How to Maximize Social Security Spousal Benefits

For many years, one of the most unknown Social Security benefits was that the former spouses of a wage earner could be used to collect benefits when they reached retirement age. One of the pieces of misinformation that was going around was that somehow this benefit would reduce the amount the wage earner would receive, so exes would not let their wives know the money was available to them. But for a former spouse to claim the benefit does not reduce the wage earners amount by one cent.

So how does the spousal benefit work? It has two parts, both based on income. The person claiming the benefit calculates their own benefit amount based on their earnings. (A recent article by Kiplinger used the word “her” but it is not certain that the person claiming the spousal benefit has to be a woman.) Then the benefit amount of the higher wage earner is calculated. If there is a significant difference between the two calculations, the lower earning person can receive a benefit up to 50% of the higher wage earner’s benefit.

Using a bare bones example, if a spouse was married for 10 years, then divorced and had $0 income until the time of retirement, they would be entitled to 50% of the former spouse’s Social Security benefit. If the higher wage earner receives $1000 a month, the former spouse would be eligible for a $500 a month benefit.

Things get more complicated when the lower income spouse has worked and earned a reasonable income. The strategy is all in the timing of claiming the benefit. If the lower income person can file for Social Security benefits early, and before the higher earning person files their claim, the lower earning person can collect their monthly benefit based on their lower income. Once the higher wage earner claims their benefit, the spouse can make the switch and receive the 50% benefit once the claim is processed. The only reason that this strategy will not work is if the monthly benefit of the lower wage earner is greater than the 50% benefit they would receive from the higher wage earner.

The timing of when to file for retirement benefits can be crucial.
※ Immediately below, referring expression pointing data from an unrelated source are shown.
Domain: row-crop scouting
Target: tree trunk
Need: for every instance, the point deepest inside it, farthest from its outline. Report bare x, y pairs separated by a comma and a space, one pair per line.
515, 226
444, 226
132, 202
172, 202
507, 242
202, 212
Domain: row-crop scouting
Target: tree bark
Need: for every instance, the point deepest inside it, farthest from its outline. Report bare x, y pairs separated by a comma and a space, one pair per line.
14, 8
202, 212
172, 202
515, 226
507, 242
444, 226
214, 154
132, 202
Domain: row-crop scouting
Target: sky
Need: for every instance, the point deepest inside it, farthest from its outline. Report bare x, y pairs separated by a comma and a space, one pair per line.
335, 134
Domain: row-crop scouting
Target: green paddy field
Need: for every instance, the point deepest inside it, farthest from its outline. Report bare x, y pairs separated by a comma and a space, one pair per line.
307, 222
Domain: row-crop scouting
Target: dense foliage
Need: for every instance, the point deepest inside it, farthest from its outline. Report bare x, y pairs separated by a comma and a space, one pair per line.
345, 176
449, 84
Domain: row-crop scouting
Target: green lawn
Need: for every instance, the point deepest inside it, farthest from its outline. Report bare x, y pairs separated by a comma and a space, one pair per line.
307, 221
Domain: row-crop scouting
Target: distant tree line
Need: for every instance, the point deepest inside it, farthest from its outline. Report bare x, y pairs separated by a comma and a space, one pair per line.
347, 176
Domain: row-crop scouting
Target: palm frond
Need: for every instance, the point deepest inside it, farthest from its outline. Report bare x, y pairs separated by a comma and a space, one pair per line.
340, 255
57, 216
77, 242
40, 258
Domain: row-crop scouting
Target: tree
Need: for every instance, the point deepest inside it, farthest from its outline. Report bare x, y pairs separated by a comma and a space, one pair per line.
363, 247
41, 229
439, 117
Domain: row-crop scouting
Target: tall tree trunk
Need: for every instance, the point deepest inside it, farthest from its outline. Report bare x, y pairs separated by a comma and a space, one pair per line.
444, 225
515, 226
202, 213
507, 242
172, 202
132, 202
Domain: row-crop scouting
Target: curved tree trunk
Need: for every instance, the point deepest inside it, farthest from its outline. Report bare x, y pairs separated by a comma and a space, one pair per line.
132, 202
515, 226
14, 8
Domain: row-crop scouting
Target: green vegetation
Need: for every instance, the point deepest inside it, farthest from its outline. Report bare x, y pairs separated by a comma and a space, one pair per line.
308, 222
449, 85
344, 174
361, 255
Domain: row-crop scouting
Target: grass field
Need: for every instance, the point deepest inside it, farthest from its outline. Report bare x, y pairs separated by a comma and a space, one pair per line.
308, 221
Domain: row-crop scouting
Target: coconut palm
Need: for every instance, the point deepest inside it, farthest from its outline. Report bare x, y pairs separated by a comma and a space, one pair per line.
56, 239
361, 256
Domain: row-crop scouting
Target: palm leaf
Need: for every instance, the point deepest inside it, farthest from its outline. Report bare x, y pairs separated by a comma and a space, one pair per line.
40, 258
If the lower wage earner claims the spousal benefit before they reach full retirement age, which currently is 66 for those closest to eligibility, they will lose out when making the claim for the higher wage earner’s benefit amount. The reason is that the benefit calculation is based on the difference between what the lower wage earner is receiving in benefits and the higher wage earner’s benefit.

If the lower wage earner claims their benefit prior to reaching full retirement, whatever amount they will receive will be subtracted from the 50% of the higher wage earner’s monthly benefit. So as an example, if a spouse claims a $500 monthly benefit prior to reaching full retirement, they will receive the $500 up to full retirement age. If they choose to switch over to the spousal benefit to maximize their monthly benefit amount, that $500 will be subtracted from the 50% amount the higher wage earner receives. If the higher wage earner benefit is, say, $1200 a month, the $500 is subtracted from $600 (50% of the $1200) with a net benefit increase of $100. If the lower wage earner waits until full retirement age, the calculation would change from $600-$500 to $600-$0 because no prior benefits have been received.

Finally, the timing issue comes into play if the higher wage earner files for benefits first after reaching full retirement. This is called the “deeming” rule and prevents the lower wage earner from trying to take advantage of the spousal benefit provision. Basically, waiting to file for benefits just to get a higher monthly spousal benefit amount is not allowed.

Though the spousal benefit can be a point of lifelong contention between two former spouses, reaching an amicable agreement can make both parties’ life much easier. The principle that can be applied is that both people paid Social Security taxes during their years of employment, so maximizing their Social Security benefit only makes sense. From a more cynical view, there are many people receiving Social Security benefits who are bilking the system, so getting what you are legally entitled to only makes sense instead of having that money find its way into the hands of someone who is dishonest.